December 4, 2019 / 11:54 AM / 12 days ago

Japan pension giant's war on short sellers will have only limited effect - analysts

TOKYO, Dec 4 (Reuters) - The decision by Japan’s Government Pension Investment Fund (GPIF) to suspend share lending to short sellers will not improve corporate governance or affect global liquidity and could just cost the fund money, analysts warned on Wednesday.

The change announced on Tuesday and motivated, GPIF said, by its “stewardship responsibilities” was cheered by critics of short selling, including Tesla chief executive Elon Musk.

As the world’s largest pension fund, GPIF is closely watched because changes in its policies and its 160 trillion yen ($1.47 trillion) portfolio can have wide ranging effects in global markets.

Nicholas Smith, Japan strategist for CLSA, questioned targeting short selling.

“People that don’t understand it [short selling] think it’s this evil practice that benefits from bad things happening.

“The other people who benefit from bad things happening are buyers of bonds, and they don’t get the same kind of hate mail.”

Short sellers borrow shares and immediately sell them, betting the price will fall before they buy back the shares and return them, pocketing the difference.

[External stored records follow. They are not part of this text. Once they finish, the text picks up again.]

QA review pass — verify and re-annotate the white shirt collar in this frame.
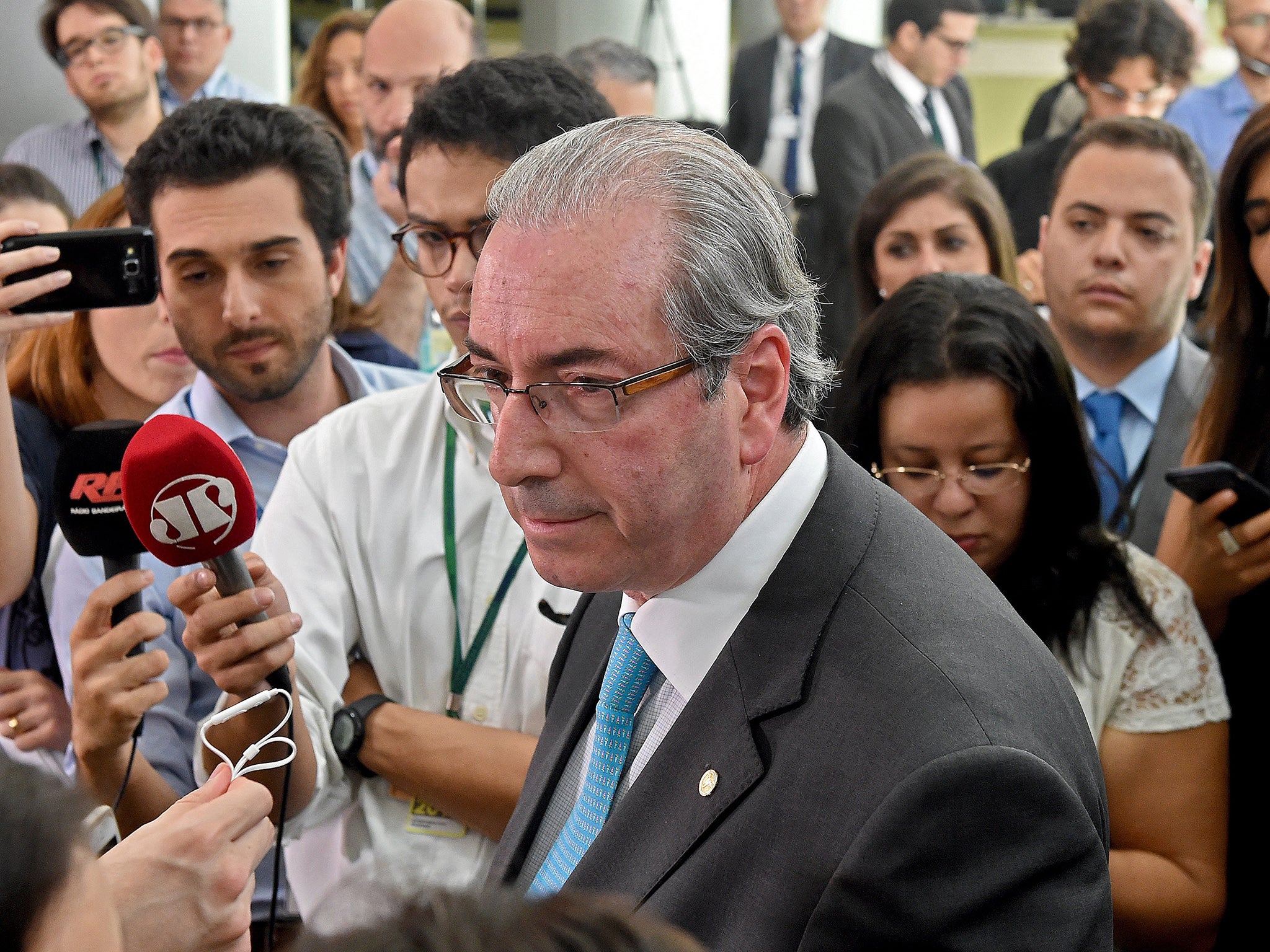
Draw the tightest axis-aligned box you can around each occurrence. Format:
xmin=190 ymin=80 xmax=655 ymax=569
xmin=776 ymin=27 xmax=829 ymax=60
xmin=874 ymin=50 xmax=930 ymax=109
xmin=621 ymin=426 xmax=829 ymax=699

Advocates see them as a healthy counterbalance to investor over-confidence and corporate spin. Critics argue they are destabilising because they have an incentive to drive down a company’s share price.

GPIF earned 37.58 billion yen in fees from lending shares from its foreign equity portfolio over three years to the end of its 2018 financial year. The policy change cuts off that income source and reduces the amount of overseas shares that can be used by short sellers.

The pension giant has 42.5 trillion yen in its foreign equities portfolio. As big as those holdings are, they likely won’t “move the needle” in terms of liquidity in the global market, Smith said.

But there could be an impact in smaller markets. Brian Freitas, an analyst who publishes on Smartkarma, estimates about $7 billion of GPIF’s lent out shares may be in emerging markets. If those shares are recalled under the policy change, “there could be some big moves in smaller stocks,” Freitas wrote.

The Japanese market is relatively quiet for short selling. Muddy Waters Capital LLC, which became famous for targeting Chinese companies, announced last month it was betting against Japanese biotech PeptiDream Inc, only its second announced play in the country.

GPIF said lending out shares also transferred ownership rights temporarily. And that gap may be “inconsistent with the fulfilment of the stewardship responsibilities of a long-term investor.”

That argument doesn’t hold water, CLSA’s Smith said, because GPIF is effectively a giant exchange-traded fund that buys every share and doesn’t directly vote as an investor.

“If it were like the Canadian pension plan and picked its own stocks and voted its own holdings then it would have been an issue,” he said.